Il soutient que la décision est entachée d’un défaut de motivation.
Par un mémoire en défense, enregistré le 4 mars 2026, le préfet de police conclut au rejet de la requête.
Il soutient que le moyen soulevé par le requérant, qui doit être regardé comme dirigé contre l’arrêté du 28 juillet 2025 par lequel il a refusé de lui délivrer un titre de séjour, n’est pas fondé.
II. Par une requête, enregistrée le 20 août 2025, sous le n° 2524080, M. B… A…, représenté par Me Trojman, demande au tribunal :
1°) d’annuler l’arrêté du 28 juillet 2025 par lequel le préfet de police a refusé de lui délivrer un titre de séjour, l’a obligé à quitter le territoire français dans le délai de trente jours et a fixé le pays de renvoi ;
2°) d’enjoindre au préfet de police de procéder au réexamen de sa situation dans un délai de deux mois à compter de la notification du jugement à intervenir, et de lui délivrer une autorisation provisoire de séjour, sous astreinte de 50 euros par jour de retard ;
3°) de mettre à la charge de l’Etat une somme de 1 500 euros en application de l’article L. 761-1 du code de justice administrative.
Il soutient que :
- l’arrêté attaqué a été pris par une autorité incompétente ;
- il est insuffisamment motivé ;
- il est entaché d’un défaut d’examen de sa situation ;
- il est entaché d’un vice de procédure tiré de la méconnaissance des droits de la défense ;
- il méconnaît le principe de sécurité juridique ;
- il est entaché d’une erreur de droit, dès lors que le préfet de police n’a pas examiné sa demande au regard des stipulations du 5° de l’article 6 de l’accord franco-algérien ;
- il est entaché d’une erreur manifeste d’appréciation ;
- il méconnait l’article 8 de la convention européenne de sauvegarde des droits de l’homme et des libertés fondamentales.
Par un mémoire en défense, enregistré le 7 novembre 2025, le préfet de police, représenté par Me Termeau (SELARL Actis Avocats), conclut au rejet de la requête.
Il soutient que les moyens soulevés par le requérant ne sont pas fondés.
Par une ordonnance du 22 septembre 2025, la clôture d’instruction a été fixée au 10 novembre 2025 à 12h00.
Vu les autres pièces du dossier.
Vu :
- la convention européenne de sauvegarde des droits de l’homme et des libertés fondamentales ;
- le code de l’entrée et du séjour des étrangers et du droit d’asile ;
- le code de justice administrative.
Le président de la formation de jugement a dispensé le rapporteur public, sur sa proposition, de prononcer des conclusions à l’audience.

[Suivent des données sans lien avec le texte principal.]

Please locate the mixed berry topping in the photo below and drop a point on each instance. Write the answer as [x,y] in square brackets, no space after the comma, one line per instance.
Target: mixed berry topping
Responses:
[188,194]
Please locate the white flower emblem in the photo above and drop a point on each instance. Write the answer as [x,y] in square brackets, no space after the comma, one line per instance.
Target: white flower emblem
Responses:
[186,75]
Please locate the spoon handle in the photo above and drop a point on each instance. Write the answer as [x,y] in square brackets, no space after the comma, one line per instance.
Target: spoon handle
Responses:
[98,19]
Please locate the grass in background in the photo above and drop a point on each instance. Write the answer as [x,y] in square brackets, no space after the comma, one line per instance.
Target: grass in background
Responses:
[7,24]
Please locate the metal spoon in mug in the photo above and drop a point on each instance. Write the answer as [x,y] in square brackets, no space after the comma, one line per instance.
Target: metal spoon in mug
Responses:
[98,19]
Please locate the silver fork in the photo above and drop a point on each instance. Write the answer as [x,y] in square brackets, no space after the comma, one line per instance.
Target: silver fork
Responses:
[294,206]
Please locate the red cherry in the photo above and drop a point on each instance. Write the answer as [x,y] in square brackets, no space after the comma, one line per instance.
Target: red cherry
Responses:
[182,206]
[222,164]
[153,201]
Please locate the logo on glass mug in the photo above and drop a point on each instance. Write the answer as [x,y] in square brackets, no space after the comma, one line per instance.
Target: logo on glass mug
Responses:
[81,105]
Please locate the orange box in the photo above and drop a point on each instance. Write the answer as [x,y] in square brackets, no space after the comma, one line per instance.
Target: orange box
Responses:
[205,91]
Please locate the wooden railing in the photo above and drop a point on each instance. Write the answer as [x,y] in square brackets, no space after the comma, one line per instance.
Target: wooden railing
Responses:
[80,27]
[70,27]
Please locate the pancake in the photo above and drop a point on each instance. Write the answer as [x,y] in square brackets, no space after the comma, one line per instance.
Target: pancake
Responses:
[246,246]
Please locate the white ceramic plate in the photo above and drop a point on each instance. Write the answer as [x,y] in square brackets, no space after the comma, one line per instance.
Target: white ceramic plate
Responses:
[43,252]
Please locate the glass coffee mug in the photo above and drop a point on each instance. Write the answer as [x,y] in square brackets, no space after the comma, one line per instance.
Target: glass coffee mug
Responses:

Les parties ont été régulièrement averties du jour de l’audience.
Ont été entendus au cours de l’audience publique :
- le rapport de M. Fouassier, président,
- et les observations de Me Trojman, représentant M. A….
Considérant ce qui suit :
1. M. A…, ressortissant algérien, né le 6 janvier 1990, a sollicité le 12 juin 2024 la délivrance d’un titre de séjour auprès du préfet de police au titre de l’admission exceptionnelle au séjour. Du silence gardé par l’administration sur sa demande est née une décision implicite de rejet, dont le requérant demande l’annulation par la requête n° 2512898. Par la requête n° 2524080, il demande l’annulation de l’arrêté du 28 juillet 2025 par lequel le préfet de police a refusé de lui délivrer un titre de séjour, lui a fait obligation de quitter le territoire français dans un délai de trente jours et a fixé le pays de renvoi.
Sur la jonction :
2. Les requêtes n° 2512898 et 2524080, présentées par M. A…, concernent la situation du même requérant et ont fait l’objet d’une instruction commune. Par suite, il y a lieu de les joindre pour statuer par un seul jugement
Sur l’étendue du litige :
3. Lorsqu’un requérant conteste, dans les délais de recours, une décision implicite de rejet et une décision expresse de rejet intervenue postérieurement, ses conclusions doivent être regardées comme dirigées uniquement contre la seconde décision, qui s’est substituée à la première.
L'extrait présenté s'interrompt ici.